Gianni Petrucci, presidente del Coni, l’ente proprietario dell’Olimpico, ha criticato la volontà di DiBenedetto di voler costruire un nuovo stadio.
“DiBenedetto ha detto una cosa molto semplice: “Sono stato all’Olimpico e dalle tribune la gara non si vede bene”. Sfido chiunque a sostenere il contrario. Mi è sembrata, quella di Petrucci, una reazione eccessiva. Capisco che l’Olimpico senza la Roma e la Lazio possa avere dei problemi. Si potrebbe ripensare alla mission di quell’impianto: sfruttarlo per l’atletica, per esempio. Noi, però, dobbiamo procedere in quella direzione. Ed è normale che ciò avvenga, anche perché le società di calcio hanno come unica fonte di reddito le gambe dei calciatori, che alla lunga si esauriscono. E allora lo stadio diventerà fondamentale per garantire ritorni economici importanti”.

Quanto tempo ci vorrà, a suo avviso, per realizzarlo?
“Parliamo di anni. Presentare un programma chiaro, preciso e definito sarebbe già un passo in avanti”.

E il progetto “Franco Sensi”, presentato in pompa magna da Rosella Sensi?
“La Roma non ci ha mai voluto mettere la testa davvero. Un nuovo stadio di calcio deve essere un’opportunità per la comunità, da vivere sette giorni su sette, possibilmente ventiquattro ore su ventiquattro. Con cinema, palestre, market e tante altre cose”.
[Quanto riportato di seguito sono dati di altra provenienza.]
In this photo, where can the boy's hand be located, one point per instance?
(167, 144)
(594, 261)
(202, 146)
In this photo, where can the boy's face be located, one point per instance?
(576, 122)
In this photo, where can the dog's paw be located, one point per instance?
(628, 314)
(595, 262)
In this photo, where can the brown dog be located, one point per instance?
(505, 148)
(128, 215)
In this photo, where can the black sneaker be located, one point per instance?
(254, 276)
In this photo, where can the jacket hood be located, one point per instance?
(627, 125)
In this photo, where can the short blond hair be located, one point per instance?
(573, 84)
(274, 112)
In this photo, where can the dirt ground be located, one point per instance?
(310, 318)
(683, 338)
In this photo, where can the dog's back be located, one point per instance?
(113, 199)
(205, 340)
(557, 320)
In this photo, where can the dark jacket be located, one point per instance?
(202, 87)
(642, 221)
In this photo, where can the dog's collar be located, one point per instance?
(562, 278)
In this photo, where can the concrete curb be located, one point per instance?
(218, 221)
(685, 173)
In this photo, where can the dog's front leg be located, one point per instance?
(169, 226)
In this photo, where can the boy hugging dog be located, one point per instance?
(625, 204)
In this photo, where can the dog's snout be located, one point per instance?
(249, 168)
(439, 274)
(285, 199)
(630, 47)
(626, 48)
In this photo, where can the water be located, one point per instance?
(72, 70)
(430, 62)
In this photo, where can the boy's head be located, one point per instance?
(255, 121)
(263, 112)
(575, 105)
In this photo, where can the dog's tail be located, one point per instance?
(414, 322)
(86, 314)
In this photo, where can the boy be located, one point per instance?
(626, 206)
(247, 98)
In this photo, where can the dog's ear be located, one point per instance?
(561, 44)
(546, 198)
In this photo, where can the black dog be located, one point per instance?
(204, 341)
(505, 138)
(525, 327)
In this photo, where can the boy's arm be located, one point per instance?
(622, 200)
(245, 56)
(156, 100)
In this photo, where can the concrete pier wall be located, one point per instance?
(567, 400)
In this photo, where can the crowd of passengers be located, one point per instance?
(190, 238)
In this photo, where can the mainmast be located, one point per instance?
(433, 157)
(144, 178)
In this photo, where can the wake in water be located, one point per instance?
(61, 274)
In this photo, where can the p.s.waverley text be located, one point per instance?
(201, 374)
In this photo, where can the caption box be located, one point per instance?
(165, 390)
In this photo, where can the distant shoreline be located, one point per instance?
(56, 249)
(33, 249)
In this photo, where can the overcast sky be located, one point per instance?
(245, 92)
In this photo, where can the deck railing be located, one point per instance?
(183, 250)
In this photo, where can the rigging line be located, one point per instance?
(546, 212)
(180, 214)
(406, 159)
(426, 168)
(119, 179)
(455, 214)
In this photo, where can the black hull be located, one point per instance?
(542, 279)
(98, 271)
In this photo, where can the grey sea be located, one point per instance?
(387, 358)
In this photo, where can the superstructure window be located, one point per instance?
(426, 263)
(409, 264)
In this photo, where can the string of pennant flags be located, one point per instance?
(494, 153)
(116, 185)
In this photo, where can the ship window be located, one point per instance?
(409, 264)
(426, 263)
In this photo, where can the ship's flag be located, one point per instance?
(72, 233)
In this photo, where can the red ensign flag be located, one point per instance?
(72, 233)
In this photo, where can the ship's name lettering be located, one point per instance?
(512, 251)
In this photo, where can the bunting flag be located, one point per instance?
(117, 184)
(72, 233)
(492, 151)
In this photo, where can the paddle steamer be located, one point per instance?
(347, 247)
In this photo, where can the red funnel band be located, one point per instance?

Davvero DiBenedetto pensa ad un nuovo Campo Testaccio, come ha dichiarato alla Gazzetta dello Sport?
“Potrebbe essere una soluzione, naturalmente concepito in modo avveniristico. Quel riferimento storico non è stato indotto dal cronista, lui è perfettamente a conoscenza della storia giallorossa”.

Qualche anno fa Open Gate entrò in polemica con la Roma per la costruzione del museo della Roma, per il quale foste incaricati di presentare un progetto di fattibilità.
“Fu la società a tirarsi indietro e a non voler portare a compimento il nostro studio. Le condizioni c’erano tutte per poterlo realizzare, è mancata la volontà. Il lavoro che portammo avanti era veramente interessante, speriamo di poterlo riprendere con gli investitori americani”.

Qualche polemica è nata intorno alle interviste italiane di DiBenedetto, concesse alla Gazzetta dello Sport, al Tg1 e a Mediaset. Qualcuno si è lamentato per essere stato escluso.
“La Gazzetta dello Sport è il più grande quotidiano sportivo italiano, la Roma sceglie il più grande quotidiano sportivo italiano. Punto. Con chi altro si doveva parlare? Così come Tg1 e a Mediaset, i due più importanti tg nazionali. Per noi era importante dare il massimo della visibilità nazionale”.

Sky, però, è rimasta a bocca asciutta. Si è malignato anche in questo caso, visto il suo secco divorzio con la tv di Murdoch.
“Ridicolo. Le dico che ho lavorato per venti anni a Mediaset, da vicedirettore del Tg5, e cosa avrei dovuto fare? Non dovevo concedere l’intervista nemmeno a loro?”.

La scelta della visita al Roma Club Testaccio?
“Semplicemente, perché è il più antico club romanista”.

Sarà roseo, dunque, il futuro della Roma?
“Certamente. C’è molto da lavorare, molto da fare, ma il nome da cui si parte, Roma, è unico”.